秦墨等了很久,久到桂花糕凉透了,久到月光从台阶这头移到那头,久到他以为岁岁不会回答了。

“被人看不起?”岁岁终于开口了,声音很轻,像是说给自己听的,“我小时候,有人说我是灾星。”

秦墨猛地转过头。

岁岁没有看他,依旧望着远处黑沉沉的宫墙,月光落在她侧脸上,将那道与沈清昭如出一辙的眉眼映得清清冷冷。

“说我克死了外公,说我克死了舅舅,说我克死了好多好多人。那些话我不敢让我娘知道,也不敢让我爹知道。

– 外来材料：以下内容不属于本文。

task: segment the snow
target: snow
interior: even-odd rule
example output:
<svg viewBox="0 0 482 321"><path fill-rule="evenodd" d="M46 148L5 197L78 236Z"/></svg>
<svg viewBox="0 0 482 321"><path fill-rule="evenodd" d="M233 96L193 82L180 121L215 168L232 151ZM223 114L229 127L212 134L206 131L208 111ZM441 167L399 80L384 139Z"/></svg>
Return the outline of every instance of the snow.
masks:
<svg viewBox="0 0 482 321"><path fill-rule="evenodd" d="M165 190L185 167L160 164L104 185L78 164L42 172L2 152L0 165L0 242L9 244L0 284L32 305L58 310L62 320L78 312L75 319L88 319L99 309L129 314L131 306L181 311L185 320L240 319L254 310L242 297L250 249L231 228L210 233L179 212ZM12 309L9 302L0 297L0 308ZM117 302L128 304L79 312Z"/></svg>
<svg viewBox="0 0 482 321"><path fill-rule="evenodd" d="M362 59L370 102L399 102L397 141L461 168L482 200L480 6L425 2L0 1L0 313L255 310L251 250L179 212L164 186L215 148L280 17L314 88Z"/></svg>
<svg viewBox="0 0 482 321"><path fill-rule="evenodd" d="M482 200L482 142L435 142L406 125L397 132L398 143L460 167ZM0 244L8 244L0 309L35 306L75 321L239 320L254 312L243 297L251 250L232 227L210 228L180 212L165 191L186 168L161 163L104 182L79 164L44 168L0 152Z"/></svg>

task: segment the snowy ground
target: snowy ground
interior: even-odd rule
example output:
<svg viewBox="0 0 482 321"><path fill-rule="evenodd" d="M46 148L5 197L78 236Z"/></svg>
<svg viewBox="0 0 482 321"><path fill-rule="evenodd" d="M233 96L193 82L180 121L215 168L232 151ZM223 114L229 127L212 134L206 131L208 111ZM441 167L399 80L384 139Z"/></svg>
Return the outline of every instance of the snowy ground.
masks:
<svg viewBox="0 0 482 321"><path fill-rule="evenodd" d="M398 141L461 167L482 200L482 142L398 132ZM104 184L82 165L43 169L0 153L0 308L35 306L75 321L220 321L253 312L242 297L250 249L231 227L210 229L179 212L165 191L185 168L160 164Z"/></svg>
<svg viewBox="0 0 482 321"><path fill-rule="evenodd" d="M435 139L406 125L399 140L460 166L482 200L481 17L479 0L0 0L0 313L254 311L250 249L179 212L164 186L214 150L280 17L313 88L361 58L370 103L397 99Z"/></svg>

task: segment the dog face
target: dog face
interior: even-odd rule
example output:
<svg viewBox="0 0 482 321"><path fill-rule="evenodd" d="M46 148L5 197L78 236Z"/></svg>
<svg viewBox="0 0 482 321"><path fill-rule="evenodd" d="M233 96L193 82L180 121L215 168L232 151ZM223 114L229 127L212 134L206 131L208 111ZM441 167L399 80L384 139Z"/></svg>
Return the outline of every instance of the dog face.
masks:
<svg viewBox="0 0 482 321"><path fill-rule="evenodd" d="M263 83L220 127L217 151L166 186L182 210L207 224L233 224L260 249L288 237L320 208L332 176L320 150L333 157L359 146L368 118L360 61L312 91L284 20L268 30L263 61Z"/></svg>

就一个人躲在被窝里听,听完哭,哭完睡,第二天起来还得笑着去上书房。”

她的声音没有起伏,像是在说一件与自己无关的事。

可秦墨看见她攥着油纸包的手指在微微发抖。

“后来呢?”

“后来我就不哭了。”

岁岁低下头,看着手里那块已经凉透了的桂花糕。

“我娘说,眼泪流多了就不值钱了。与其哭,不如去做。做出成绩来,让那些人闭嘴。”

秦墨沉默了很久。

他想起自己小时候,也听过很多难听的话。

说他不像他爹,说他是个绣花枕头,说秦家要毁在他手里。

他每次听见都很难过,可他从不敢跟任何人说。怕父亲失望,怕母亲担心,怕别人觉得他矫情。

“公主殿下,您比我厉害多了。”

“厉害什么?”

岁岁将凉透的桂花糕塞进嘴里,嚼了两下,咽下去。

“我到现在还会做噩梦,梦见那些人指着我的鼻子骂我灾星。你说厉害什么?”

秦墨看着她,看着她嘴角那点还没来得及擦掉的糕渣,心里忽然涌起一种从未有过的冲动。

他想握住她的手,想告诉她,你不是灾星,你是最好的人。

可他不敢。

他只是攥紧了自己手里那块凉透了的桂花糕,一口一口地咽下去,甜得发苦。

那天夜里,秦墨回到秦府时,已经过了子时。

他没有翻墙,是从正门进去的。

门房看见他吓了一跳,说老爷等了他一晚上。

秦墨没有说话,穿过前院,走到书房门口。

门开着,烛火还亮着。

秦仲远坐在书案后面,手里拿着一卷书,没有看,只是端着。

他的头发有些乱了,乌纱帽摘了放在一旁,露出底下花白的发根。